Programadores e engenheiros comunistas embaixo das nossas camas

Como a reserva chegou ao seu fim? Um dos elementos apontados por aqueles que viveram o fim da reserva é a perseguição governamental e o silenciamento da comunidade da computação.

Após a mudança de liderança do regime militar, os intelectuais deram lugar aos espiões, João Batista Figueiredo saia direto do Serviço Nacional de Informações para a presidência. Figueiredo é conhecido como um dos líderes da abertura da ditadura, mas sob sua liderança que ocorrem cerca de vinte e cinco atentados promovidos pela própria ala conservadora dos militares.

No campo da reserva de mercado, foi criada a Secretaria Especial de Informática, por onde todas as decisões passariam e que seria composta majoritariamente por militares com poder de veto sobre as propostas do civis. É nessa época também que se inicia a investigação e interrogatório das principais lideranças da indústria nacional de computadores.

Ocorreram inúmeras situações onde a Secretaria Especial de Informática julgava e votava processos movidos por estrangeiros onde empresas brasileiras eram derrotadas pelos votos dos militares e as renovações tecnológicas e políticas necessárias eram atrasadas.

Fracasso como destino inescapável

Com a abertura democrática finalmente consolidada, era de se imaginar que algo poderia ser recuperado da comunidade de informática, mas já haviam sido perdidos muitos anos de uma mudança importante, a troca dos minicomputadores por microcomputadores. Além disso, a democratização não significou um governo que apoiava a indústria de computadores.

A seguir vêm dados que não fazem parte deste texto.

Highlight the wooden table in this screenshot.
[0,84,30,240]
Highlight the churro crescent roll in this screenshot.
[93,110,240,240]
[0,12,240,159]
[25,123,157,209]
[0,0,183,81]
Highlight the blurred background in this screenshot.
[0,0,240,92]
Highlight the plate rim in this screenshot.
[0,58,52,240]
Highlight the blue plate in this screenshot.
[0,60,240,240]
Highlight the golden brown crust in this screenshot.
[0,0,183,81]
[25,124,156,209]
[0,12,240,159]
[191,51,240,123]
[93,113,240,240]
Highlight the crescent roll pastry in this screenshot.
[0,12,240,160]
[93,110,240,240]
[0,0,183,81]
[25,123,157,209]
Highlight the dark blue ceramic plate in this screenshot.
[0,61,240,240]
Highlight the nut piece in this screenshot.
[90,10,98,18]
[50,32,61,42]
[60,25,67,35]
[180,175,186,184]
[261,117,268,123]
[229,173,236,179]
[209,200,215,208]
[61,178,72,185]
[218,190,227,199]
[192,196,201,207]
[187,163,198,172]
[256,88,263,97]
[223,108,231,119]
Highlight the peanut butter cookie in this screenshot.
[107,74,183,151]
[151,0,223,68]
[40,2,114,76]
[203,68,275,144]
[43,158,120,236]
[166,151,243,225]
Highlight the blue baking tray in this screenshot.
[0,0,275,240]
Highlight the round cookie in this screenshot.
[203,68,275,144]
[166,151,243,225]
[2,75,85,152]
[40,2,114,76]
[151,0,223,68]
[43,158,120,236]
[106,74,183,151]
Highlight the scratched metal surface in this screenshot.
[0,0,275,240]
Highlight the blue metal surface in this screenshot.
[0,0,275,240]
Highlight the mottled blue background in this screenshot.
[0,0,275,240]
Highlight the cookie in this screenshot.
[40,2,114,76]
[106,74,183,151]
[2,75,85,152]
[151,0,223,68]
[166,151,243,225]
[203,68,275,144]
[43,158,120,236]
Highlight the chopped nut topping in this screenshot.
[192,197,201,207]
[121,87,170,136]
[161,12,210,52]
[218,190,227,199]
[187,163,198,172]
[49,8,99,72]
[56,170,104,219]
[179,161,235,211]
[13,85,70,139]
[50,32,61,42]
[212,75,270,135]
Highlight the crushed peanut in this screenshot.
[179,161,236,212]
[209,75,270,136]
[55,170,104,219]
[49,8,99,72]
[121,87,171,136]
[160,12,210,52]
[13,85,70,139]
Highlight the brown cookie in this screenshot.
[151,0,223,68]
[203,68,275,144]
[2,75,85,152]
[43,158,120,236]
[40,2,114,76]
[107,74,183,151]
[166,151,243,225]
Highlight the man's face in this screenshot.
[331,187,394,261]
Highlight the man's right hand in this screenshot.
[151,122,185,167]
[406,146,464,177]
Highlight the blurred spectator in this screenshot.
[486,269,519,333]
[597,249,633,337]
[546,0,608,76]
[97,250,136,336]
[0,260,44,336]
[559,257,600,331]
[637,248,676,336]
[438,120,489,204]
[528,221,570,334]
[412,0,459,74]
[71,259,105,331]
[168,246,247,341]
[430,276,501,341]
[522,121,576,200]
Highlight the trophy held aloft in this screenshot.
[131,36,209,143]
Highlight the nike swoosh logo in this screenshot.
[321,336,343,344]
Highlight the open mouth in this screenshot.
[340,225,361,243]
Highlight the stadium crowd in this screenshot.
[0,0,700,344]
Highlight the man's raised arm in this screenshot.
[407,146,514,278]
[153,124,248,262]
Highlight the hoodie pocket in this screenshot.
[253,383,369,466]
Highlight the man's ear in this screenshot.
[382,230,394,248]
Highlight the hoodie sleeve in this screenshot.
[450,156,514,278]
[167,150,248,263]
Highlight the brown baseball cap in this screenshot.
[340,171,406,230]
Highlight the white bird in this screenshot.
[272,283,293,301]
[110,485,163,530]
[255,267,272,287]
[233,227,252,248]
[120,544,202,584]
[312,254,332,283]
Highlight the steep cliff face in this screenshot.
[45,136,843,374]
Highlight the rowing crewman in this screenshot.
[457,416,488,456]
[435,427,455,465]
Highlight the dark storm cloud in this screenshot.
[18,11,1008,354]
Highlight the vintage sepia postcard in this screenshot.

Fernando Collor, como primeiro presidente eleito pelo voto direto após a redemocratização, possuía a mesma retórica de modernização e atraso. Ele foi responsável por políticas de privatização e abertura do mercado brasileiro, marcando a derrocada da indústria automobilística e de computadores. Para ele os carros nacionais eram carroças e nossos eletrônicos pouco mais do que lixo.

Caixas e urnas eletrônicas

Será que os caixas e as urnas eletrônicas possuem algo da reserva de mercado? A tecnologia nacional contribuiu em algo para a criação e manutenção destes artefatos? O Brasil é o país com maior número de caixas eletrônicos do mundo e um dos setores bancário mais fortes, esteve também entre os pioneiros do uso do Linux como sistema operacional para bancos.

O Brasil é o país pioneiro na utilização de urnas eleitorais eletrônicas, já tendo exportado a tecnologia para mais de trinta países, enquanto Estados Unidos e Europa ainda enfrentam dificuldades na consolidação do voto eletrônico. Quem define a tecnologia de “ponta”? É preciso estar na “ponta” para que o voto seja realizado? Devemos sempre pensar as histórias e suas conclusões de sucesso e fracasso a partir destas três perguntas: para quem? Por que? Para que?

Referências

Benedict, Anderson. Imagined Communities. 2. ed. Verso, London 2006.

Fernandes, Jorge Monteiro. Testemunho de uma vida entremeada com a política Nacional de informática de 1970 a 1990. SHIALC, 2012.

Marques, Ivan da Costa. Reserva de Mercado: Um mal entendido caso político-tecnológico de “sucesso” democrático e “fracasso” autoritário. História, Ciências, Saúde Manguinhos, vol. 10(2): 657–81, maio-ago. 2003.

Silva, Márcia Regina Barros da. Para que fazer história da informática? SHIALC, 2012.